Perl Exercises

Basics

 

Printing

1. Print the text “It works” (or any other short string).

2. Write a programme which produces the following output:

This is the first line.
 This is the second line.
 This line contains a        tab.


Making Calculations

3. Create two variables, and assign a numerical value to both of them. Next, print their sum, their differences and their product.

4. How many seconds are there in seven weeks? And how many hours?

5. Given an exchange rate of 1 euro to 1,0719 dollars, how many American dollars can you buy for 150 euro?

6. What is the equivalent in Fahrenheit of 32 degrees Celcius? Use the following formula for this conversion: F = 9/5 * C + 32

 

Reading a file and writing to a file

 

7. Create a Perl application which can read the text file “shelley.txt” (file is also provided in the DTDP file repository) and which can print all the lines. Right-click (Windows) or use CTRL + Click (Mac) to download the file.

To read a text file in Perl, you can use the code below.

open ( IN , "shelley.txt") ;
 
 while(<IN>) {
 
 print $_ ; 
 
 } 
 close ( IN ) ;


 

8. Create a program that can count the total number of lines in the file “shelley.txt“. Write the output of this program to a file named “out.txt”.

The code below illustrates the code that you can use for this purpose.

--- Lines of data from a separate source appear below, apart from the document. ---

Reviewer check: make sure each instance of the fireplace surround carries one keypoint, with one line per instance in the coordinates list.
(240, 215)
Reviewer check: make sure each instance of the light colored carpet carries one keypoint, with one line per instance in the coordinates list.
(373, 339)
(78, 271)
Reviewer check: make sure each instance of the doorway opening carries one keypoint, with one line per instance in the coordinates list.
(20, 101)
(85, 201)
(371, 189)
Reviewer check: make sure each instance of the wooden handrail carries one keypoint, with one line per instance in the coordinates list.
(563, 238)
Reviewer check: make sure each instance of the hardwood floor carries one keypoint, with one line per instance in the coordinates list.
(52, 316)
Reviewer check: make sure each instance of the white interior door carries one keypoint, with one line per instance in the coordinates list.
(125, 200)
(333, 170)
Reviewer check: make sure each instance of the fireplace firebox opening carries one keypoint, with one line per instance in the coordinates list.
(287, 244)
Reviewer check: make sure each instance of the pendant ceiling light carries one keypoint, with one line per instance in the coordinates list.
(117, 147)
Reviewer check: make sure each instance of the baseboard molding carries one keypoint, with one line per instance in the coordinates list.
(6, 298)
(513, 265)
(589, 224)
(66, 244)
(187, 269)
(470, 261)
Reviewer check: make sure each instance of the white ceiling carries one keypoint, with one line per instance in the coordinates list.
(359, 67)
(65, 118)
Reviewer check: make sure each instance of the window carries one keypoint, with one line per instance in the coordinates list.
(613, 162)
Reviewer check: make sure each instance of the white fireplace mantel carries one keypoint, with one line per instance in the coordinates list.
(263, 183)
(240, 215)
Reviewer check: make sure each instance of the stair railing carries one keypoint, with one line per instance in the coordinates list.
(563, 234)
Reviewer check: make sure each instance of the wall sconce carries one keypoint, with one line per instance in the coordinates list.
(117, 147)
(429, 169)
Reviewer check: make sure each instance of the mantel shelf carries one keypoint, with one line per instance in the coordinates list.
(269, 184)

open ( OUT , ">out.txt") ; 

print OUT "Hello world!" ;

close ( OUT ) ;

Solutions to these exercises

 

 

Regular expressions

 

9. Create an application in Perl which can print all the lines from Shelley’s Complete Poems  that contain a given keyword (suggestions: “fire” , “rain” , “moon”, “storm”, “time”).

10. Using the text file “shelley.txt”, try to find

  • lines containing the either the word “sun” or to word “moon”. Use a single regular expression to identify these lines.
  • lines which contain either the singular or the plural form of “star”.
  • lines which contain a question mark.
  • Lines ending in the character sequence “ain”.
  • Lines which contain at least two words that begin with “br”

11. Download the file concordance.pl. The file can be used to create concordances. Open this file and experiment with different values for the regular expression on line 19 of the program.

Try to find, for instance

  • words beginning with “br”
  • either the singular or the plural form of “leaf”.
  • all words ending in “ly”. The regular expression that you create may possibly be used in an algorithms which extracts adverbs. Which additional difficulties need to be solved?

 

12. Download the file “Ulysses.txt“. It is the full text of James Joyce’s novel Ulysses. Write regular expressions to retrieve texts fragments with the following characteristics:

  • Text fragments containing a year (e.g. the sentence “What reflection concerning the irregular sequence of dates 1884, 1885, 1886, 1888, 1892, 1893, 1904 did Bloom make before their arrival at their destination?”)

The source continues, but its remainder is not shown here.